Plasmalogens regulate retinal connexin 43 expression and Müller glial cells gap junction intercellular communication and migration.

Karadayi R, Mazzocco J, Leclere L, Buteau B, Gregoire S, Belloir C, Koudsi M, Bessard P, Bizeau J, Dubus E, Fenech C, Briand L, Bretillon L, Bron AM, Fioramonti X, and Acar N. (2022) Plasmalogens regulate retinal connexin 43 expression and Müller glial cells gap junction intercellular communication and migration. Frontiers in Cell and Developmental Biology

Plasmalogens are a class of phospholipid that contain a vinyl-ether bond at the sn-1 position on the glycerol backbone causing a more compact structure. Because of this, plasmalogens have roles in cell membrane structure and function, vesicular fusion, and protecting against oxidative stress. Reductions in plasmalogens is associated with many diseases including Alzheimer’s disease, Parkinson’s disease, and multiple sclerosis, while a plasmalogen deficiency caused by the inability to synthesize plasmalogens results in rhizomelic chondrodysplasia punctata (RCDP). RCDP is an ultra-rare genetic disorder that causes a severe form of dwarfism and cognitive deficits characterized by short stature, skeletal abnormalities, recurrent respiratory illnesses, cardiac defects, and a shortened lifespan. A plasmalogen deficiency in mice has been shown to be linked to reduced expression of brain connexin 43 (Cx43). Cx43 is the main connexin type in retinal glial cells and is important for other cellular mechanisms including calcium-based gap junction communication between cells and cell migration. Karakayi et al were interested in determining how a plasmalogen deficiency affects Cx43 expression in the retina and on the function of Müller cells, the main glial cell in the retina involved in water and ion homeostasis, angiogenesis, and inflammation.

To accomplish these studies, 13 week old DAPAT+/+ and DAPAT-/- (the gene that encodes dihydroxyacetone phosphate-acyltransferase, DHAPAT, the enzyme that initiates plasmalogen biosynthesis in the peroxisome) mice were used. To confirm the effects of plasmalogen level on Cx43 gene expression and protein level, the retinas of these mice were tested. Both the Cx43 gene and protein were found to be downregulated in the DAPAT-/- mice compared to the DAPAT+/+ mice by 83% and 89%, respectively. Using immunohistochemistry, DHAPAT expression was detected in several layers of the retina which corresponded to the ganglion cell layer, inner nuclear layer, and the photoreceptors inner segments which are also the location of Müller cell endfeet, soma, and distal processes, respectively. To confirm the plasmalogen activity in Müller cells, lipids were extracted from rat Müller cells and whole mouse retinas and compared. A significantly higher concentration of plasmalogens were found in the Müller cells, indicating that these cells store plasmalogens in the retina and that they may have roles in Müller cell function. As well, Müller cells that had been transfected with siRNA targeting DHAPAT also demonstrated a 56% decrease in plasmalogen levels.

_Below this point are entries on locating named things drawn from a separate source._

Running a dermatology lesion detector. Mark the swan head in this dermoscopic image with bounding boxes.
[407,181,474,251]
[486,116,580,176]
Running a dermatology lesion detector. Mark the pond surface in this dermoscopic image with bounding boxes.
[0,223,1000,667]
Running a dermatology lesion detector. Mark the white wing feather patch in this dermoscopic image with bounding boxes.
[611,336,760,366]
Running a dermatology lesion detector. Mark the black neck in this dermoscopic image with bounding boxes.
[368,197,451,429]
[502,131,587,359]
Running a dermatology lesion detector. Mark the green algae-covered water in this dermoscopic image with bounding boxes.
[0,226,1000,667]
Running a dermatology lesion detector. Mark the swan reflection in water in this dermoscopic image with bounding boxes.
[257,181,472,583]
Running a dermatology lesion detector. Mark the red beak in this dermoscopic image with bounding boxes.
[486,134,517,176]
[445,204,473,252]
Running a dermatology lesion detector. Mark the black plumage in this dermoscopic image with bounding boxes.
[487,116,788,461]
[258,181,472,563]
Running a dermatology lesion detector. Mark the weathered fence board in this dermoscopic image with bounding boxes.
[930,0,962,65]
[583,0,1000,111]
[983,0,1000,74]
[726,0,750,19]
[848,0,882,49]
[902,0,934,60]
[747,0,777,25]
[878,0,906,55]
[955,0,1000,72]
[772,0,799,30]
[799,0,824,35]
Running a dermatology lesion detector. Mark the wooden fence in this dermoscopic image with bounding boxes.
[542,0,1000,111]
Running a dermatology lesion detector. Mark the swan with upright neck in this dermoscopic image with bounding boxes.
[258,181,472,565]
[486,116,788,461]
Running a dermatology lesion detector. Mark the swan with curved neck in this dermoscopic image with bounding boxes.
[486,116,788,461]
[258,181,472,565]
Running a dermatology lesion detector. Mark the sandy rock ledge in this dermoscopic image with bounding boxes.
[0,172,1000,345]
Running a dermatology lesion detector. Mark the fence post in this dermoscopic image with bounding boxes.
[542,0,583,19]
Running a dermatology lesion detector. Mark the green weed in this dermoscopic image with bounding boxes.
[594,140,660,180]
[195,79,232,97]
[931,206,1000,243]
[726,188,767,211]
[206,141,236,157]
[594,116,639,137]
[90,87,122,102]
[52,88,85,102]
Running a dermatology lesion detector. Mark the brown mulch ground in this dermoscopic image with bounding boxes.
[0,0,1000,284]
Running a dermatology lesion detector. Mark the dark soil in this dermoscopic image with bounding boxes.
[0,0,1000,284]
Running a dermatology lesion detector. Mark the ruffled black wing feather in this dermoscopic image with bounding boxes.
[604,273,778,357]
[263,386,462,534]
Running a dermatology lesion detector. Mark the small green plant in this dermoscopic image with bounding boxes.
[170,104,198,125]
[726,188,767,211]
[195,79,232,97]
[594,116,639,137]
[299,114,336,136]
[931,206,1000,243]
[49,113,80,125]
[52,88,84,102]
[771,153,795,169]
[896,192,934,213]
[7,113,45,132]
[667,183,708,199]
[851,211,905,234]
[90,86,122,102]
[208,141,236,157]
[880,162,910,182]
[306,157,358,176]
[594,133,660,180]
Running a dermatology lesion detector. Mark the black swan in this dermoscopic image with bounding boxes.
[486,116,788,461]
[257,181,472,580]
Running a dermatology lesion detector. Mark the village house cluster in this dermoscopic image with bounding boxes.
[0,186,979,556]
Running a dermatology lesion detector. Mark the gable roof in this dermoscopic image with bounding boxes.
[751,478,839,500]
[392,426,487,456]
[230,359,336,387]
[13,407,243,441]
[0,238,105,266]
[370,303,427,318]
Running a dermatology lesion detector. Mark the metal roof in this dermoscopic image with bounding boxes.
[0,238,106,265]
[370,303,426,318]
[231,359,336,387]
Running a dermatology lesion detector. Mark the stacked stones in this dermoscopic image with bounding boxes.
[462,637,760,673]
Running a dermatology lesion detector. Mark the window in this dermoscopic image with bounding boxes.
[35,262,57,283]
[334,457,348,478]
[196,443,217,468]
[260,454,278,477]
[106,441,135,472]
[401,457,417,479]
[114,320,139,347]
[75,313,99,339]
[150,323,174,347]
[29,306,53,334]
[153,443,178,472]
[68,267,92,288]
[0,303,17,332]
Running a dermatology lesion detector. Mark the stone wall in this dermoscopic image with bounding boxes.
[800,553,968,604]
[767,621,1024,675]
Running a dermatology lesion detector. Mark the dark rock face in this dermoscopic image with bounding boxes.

Karadayi et al also wanted to study the relationship between plasmalogen deficiency in Müller cells, Cx43 downregulation, and Müller cell function using a primary Müller cell line. Decreased plasmalogens were associated with a 47% reduction in Cx43 protein expression and a 36% increase in ATP (adenosine triphosphate) mediated calcium response. To determine how the plasmalogen and Cx43 decreases affect the function of Müller cells, gap junction intercellular communication (GJIC) was investigated. Müller cells engage in GJIC with other Müller cells and astrocytes, another type of glial cells in the central nervous system. Calcium imaging was used to determine if a plasmalogen deficiency affects calcium-based communication between these two cell types. Plasmalogen depletion in Müller cells was accompanied by an increase in astrocyte activation time and a decrease in calcium velocity. As well, ATP stimulation of plasmalogen-deficient Müller cells also resulted in increased amplitude activation in astrocytes, suggesting that the over-activation seen in Müller cells is preserved throughout the calcium propagation to astrocytes. These findings indicate that plasmalogens have a role in regulating ATP-stimulated calcium response of retinal Müller cells and calcium signaling to astrocytes.

Karadayi et al were interested in determining the role of plasmalogens on the expression of Cx43, an important protein for gap junction communication, and how its function is affected. Using plasmalogen deficient mouse models, they demonstrated that this depletion causes a downregulation of Cx43 expression and protein production and that Müller cells are a predominant supplier and storage location for plasmalogens in the retina. Their in vitro model showed that plasmalogens have a role in the regulation of the ATP-stimulated calcium response and the calcium wave propagation to astrocytes. These results directly implicate the role of plasmalogens in the function of glial cells in the central nervous system and in the ability of these cells to communicate through calcium signaling. To increase our understanding, the authors suggest that further work is needed to narrow down the exact processes that link plasmalogen levels to Cx43 expression.